The victims were rescued during a sting operation carried out on their holding mud house by the combined team of the National Agency for the Prohibition of Trafficking in Persons (NAPTIP) and the Department of State Services (DSS). Thanks to a tipoff by the United Nations High Commission for Refugees (UNHCR), the four foreigners duly regained their freedom from where they were cramped under inhuman conditions.
Without making much fuss about it in the public domain, the Service has continued to play active part in bursting child trafficking syndicates across the country with its various State Commands recording huge success in stemming the tide of their criminal activities.
Recalled an incident on July 6, 2015 where four suspects were arrested and the victims, comprising 12 males and 24 females, rescued from homes in Yenagoa and Kaiama in Bayelsa, Port Harcourt, and Enugu-Agidi in Anambra, having been forcefully turned into house helps.
As indicated in their public advisory, most disturbing is the fact that the suspected syndicates sometimes operate under the guise of Non-Governmental Organizations (NGOs) that usually approach parents and convinced them to release their wards under the pretext of assisting the children to acquire good education only for such kids to end up as house helps and sometimes worst as sex slaves.
Forward looking, it is important to support the position canvassed by many well-meaning individuals and groups that human trafficking offenders and perpetrators should serve sentences commensurable with the magnitude of offences committed to send the appropriate message as a major deterrent to culprits.

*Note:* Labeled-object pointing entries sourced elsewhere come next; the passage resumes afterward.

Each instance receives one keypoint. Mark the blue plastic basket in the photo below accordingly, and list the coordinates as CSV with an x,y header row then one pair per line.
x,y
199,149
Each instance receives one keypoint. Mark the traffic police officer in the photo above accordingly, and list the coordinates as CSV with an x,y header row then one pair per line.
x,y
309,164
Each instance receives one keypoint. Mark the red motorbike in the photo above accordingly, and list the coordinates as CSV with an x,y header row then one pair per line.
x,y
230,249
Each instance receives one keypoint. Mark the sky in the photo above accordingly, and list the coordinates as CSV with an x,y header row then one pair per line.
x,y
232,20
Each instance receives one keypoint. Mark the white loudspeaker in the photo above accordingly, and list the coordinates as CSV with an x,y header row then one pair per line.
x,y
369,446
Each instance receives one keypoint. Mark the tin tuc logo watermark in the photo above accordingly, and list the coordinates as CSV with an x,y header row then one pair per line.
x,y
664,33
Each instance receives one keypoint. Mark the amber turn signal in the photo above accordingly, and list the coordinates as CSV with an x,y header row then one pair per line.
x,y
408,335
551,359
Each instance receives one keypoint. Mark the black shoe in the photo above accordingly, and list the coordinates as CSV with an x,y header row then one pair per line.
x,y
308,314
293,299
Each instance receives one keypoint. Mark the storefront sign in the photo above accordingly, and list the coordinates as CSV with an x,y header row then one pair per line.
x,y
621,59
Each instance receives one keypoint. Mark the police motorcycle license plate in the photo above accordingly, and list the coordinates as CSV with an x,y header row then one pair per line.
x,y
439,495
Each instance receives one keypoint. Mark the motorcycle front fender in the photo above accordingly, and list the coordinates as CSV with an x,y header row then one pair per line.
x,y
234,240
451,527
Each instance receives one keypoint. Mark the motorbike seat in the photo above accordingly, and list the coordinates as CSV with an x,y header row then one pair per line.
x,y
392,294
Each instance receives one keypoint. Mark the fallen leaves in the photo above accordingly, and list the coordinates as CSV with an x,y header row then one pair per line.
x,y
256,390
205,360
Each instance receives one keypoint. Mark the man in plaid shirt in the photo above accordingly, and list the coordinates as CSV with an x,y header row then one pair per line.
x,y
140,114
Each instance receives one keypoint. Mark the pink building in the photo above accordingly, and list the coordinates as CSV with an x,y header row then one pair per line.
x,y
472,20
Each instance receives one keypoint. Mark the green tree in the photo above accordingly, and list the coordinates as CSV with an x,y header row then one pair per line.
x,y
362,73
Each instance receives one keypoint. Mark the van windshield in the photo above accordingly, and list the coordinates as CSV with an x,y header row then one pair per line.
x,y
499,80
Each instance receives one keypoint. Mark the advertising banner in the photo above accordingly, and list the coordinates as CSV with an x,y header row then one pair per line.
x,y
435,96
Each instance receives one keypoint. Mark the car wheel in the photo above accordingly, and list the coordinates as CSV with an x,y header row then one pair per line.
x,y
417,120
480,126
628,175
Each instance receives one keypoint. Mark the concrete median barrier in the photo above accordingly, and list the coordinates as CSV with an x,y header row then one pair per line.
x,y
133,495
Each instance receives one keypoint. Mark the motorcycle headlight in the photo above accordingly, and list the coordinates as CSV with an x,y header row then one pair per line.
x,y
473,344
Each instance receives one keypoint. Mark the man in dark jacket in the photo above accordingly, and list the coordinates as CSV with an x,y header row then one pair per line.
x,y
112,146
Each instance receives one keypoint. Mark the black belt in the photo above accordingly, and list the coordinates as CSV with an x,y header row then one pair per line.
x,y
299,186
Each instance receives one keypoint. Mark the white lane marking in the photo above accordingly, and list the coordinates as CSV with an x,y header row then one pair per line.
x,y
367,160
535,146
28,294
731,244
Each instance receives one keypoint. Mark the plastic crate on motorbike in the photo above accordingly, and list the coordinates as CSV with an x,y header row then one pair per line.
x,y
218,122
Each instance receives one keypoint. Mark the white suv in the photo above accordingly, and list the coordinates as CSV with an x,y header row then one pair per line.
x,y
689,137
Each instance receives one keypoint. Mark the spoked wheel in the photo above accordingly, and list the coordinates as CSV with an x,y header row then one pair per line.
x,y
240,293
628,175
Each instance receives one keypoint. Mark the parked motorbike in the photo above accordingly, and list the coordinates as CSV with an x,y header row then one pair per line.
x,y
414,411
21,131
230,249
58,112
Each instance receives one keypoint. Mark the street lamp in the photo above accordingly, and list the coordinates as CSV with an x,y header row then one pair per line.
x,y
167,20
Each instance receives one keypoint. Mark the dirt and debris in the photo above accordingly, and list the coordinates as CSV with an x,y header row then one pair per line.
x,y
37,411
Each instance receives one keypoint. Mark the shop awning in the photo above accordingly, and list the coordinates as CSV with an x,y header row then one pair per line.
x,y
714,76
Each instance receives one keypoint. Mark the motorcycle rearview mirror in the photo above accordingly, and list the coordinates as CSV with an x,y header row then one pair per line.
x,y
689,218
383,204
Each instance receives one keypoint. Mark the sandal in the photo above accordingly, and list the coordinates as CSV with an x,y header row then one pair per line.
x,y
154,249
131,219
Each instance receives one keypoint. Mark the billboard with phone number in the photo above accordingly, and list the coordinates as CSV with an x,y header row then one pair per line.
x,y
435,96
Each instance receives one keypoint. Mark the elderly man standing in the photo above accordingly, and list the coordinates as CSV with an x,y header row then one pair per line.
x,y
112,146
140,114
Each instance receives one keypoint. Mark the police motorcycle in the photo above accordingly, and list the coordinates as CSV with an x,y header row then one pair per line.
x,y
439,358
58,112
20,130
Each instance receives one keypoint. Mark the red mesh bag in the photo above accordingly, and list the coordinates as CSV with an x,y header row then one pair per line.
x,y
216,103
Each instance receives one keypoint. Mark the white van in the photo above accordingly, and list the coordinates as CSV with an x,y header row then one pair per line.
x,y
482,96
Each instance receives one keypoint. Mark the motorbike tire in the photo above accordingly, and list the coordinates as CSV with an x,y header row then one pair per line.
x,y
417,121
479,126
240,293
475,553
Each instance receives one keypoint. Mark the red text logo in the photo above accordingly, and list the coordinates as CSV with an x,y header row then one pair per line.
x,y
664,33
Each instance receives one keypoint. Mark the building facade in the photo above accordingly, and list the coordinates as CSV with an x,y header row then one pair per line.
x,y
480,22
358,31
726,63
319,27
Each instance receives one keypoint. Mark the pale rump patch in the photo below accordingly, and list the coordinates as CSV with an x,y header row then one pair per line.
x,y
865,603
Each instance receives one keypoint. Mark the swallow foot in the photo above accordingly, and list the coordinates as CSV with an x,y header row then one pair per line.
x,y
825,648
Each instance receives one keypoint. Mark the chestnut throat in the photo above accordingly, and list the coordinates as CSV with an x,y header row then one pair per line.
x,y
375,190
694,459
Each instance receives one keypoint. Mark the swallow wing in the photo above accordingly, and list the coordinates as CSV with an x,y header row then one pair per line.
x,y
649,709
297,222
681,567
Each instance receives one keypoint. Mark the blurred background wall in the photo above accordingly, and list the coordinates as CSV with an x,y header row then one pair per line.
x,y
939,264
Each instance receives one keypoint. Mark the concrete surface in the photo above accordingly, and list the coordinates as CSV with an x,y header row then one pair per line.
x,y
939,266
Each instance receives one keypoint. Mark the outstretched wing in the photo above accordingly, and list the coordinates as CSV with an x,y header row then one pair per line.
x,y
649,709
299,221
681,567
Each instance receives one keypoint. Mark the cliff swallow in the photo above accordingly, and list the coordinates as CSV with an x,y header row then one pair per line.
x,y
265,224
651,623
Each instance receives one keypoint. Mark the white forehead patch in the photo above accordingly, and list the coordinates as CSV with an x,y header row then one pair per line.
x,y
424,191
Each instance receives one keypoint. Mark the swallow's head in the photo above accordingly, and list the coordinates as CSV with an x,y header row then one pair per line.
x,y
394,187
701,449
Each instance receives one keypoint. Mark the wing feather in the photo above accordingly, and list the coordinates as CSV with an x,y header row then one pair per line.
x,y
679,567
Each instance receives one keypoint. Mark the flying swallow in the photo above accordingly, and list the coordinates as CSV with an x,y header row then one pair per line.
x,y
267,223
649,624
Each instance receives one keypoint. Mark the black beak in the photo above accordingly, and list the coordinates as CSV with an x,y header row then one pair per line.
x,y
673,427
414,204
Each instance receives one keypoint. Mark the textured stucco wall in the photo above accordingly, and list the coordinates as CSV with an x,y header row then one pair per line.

Concerns have also arisen that a situation where some offenders often escape justice with light sentencing has led to cases of repeat offenders now posing a grave danger to the dimension of human trafficking in the Country.
Therefore, continuous citizens’ sensitization and awareness creation on how to curb the menace are very crucial. This is against the backdrop that the inherent fear of reprisals cannot be ignored since many victims and their families are afraid to come forward and incident cases, amid the limited enforcement resources and shifting legislation coherent enough to address this thriving crime.
Hammering on the need for continuous enlightenment and sensitisation in the local communities nationwide, one DSS official said; “There is need therefore for members of the public to be sensitized on the need to be circumspect in the way they give out children or take in children from such unscrupulous modern day slave traders.”
Certainly, these routes are the way to go in effectively addressing operational and other existing challenges in the fight against human trafficking.
On the whole, relevant government establishments like NAPTIP, security and law enforcement agencies, the judiciary and Intelligence Community, Civil Society Organisations (CSOs), Faith Based Organisations (FBOs) and traditional institutions as well as international bodies must embrace and deploy robust partnership as a strategy to check and eventually suppress the crime of human trafficking in the country.
With subdued optimism, this collaboration should help calm the frayed nerves and broken spirit of most victims, always left in a pitiable traumatic state to nurse wounds inflicted on them by heartless and exploitative traffickers, who often are erroneously or unintentionally pampered with light sentencing by the courts.
So the ball is in the court of judicial officers to compliment the works of security and related agencies by always considering the victims’ plight and exploitation in deciding cases of human trafficking rather than over relying on the salient technicalities that often deny them adequate justice.